Tuccille contends gun control is in big trouble because of the incident in Minneapolis. The death of George Floyd at the knee of a police officer, Tuccille suggests, “provides continuing evidence that to push gun control proposals is to advocate that the likes of Derek Chauvin—the Minneapolis cop who killed George Floyd—should be armed, while the communities they terrorize should be helpless. It is also to insist that when police fail at their supposedly core task of protecting the public, people should be deprived of the means for defending themselves.”
Take this a step farther. Protesters are demanding for police departments to be defunded. It is not likely to happen, and Minneapolis is an example. The Washington Times is reporting that the Minneapolis City Council unanimously voted to reform the police department, including banning chokeholds, but it “opted against dismantling the department entirely.”
In Seattle, a group calling itself Seattle Indivisible wants followers to pressure local and national politicians to stop militarization of civilian police departments. It is not likely to happen, but if it did, the gun control movement wouldn’t necessarily fold up its tent because more people would be purchasing firearms, and anti-gunners want that to end.
Tuccille does make interesting arguments, observing, “As many Americans lose faith in law enforcement and do what’s necessary to shield lives and property, it’s unlikely that they’ll be an enthusiastic audience for future disarmament schemes that would make those of us who don’t work for government even more vulnerable to those who do.”
But the gun rights movement has one disadvantage despite having the facts, law and constitution on their side. The gun prohibition lobby has money.
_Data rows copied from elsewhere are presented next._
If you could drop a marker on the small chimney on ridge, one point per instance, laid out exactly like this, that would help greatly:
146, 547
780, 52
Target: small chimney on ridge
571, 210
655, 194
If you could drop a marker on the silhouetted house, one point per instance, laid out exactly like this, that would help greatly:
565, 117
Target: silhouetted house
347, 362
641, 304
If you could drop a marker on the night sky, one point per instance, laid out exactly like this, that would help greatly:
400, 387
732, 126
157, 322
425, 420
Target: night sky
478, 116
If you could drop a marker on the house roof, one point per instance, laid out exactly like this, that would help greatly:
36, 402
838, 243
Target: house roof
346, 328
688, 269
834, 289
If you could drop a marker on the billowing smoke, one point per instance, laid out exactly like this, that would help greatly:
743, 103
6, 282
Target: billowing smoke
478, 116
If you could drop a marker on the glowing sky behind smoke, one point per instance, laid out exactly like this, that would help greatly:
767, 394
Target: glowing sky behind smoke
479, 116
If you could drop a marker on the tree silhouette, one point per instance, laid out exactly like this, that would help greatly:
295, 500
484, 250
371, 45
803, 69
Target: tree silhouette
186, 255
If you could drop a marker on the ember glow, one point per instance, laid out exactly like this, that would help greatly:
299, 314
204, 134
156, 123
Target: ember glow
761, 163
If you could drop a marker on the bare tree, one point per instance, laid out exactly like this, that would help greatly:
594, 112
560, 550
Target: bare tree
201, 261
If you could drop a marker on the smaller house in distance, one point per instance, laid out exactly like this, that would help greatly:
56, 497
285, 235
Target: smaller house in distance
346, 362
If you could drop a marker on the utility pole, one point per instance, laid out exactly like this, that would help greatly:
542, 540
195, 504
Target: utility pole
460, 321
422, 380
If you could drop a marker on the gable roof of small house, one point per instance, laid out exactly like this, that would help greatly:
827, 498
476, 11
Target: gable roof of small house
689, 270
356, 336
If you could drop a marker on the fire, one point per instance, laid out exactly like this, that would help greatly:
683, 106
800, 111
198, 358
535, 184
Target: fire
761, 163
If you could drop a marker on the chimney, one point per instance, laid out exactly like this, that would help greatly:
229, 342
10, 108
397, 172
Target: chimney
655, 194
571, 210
Lots of it, and this year anti-gun billionaire Michael Bloomberg’s Everytown for Gun Safety has vowed to spend at least $60 million to sway national and local elections to Democrats because they are more friendly to gun control.
If Tuccille is right about this being the year gun control died, it will have more to do with what first-time gun buyers learned while trying to make purchases at the outset of the COVID-19 pandemic. Suddenly, people who had previously supported gun control found that it applies to them, as well. They learned background checks, waiting periods and perhaps even more restrictions in various jurisdictions really are burdensome, and they didn’t like it.
The Alliance for Gun Responsibility wanted images of people wearing orange. No telling how many rights activists might take them up on it.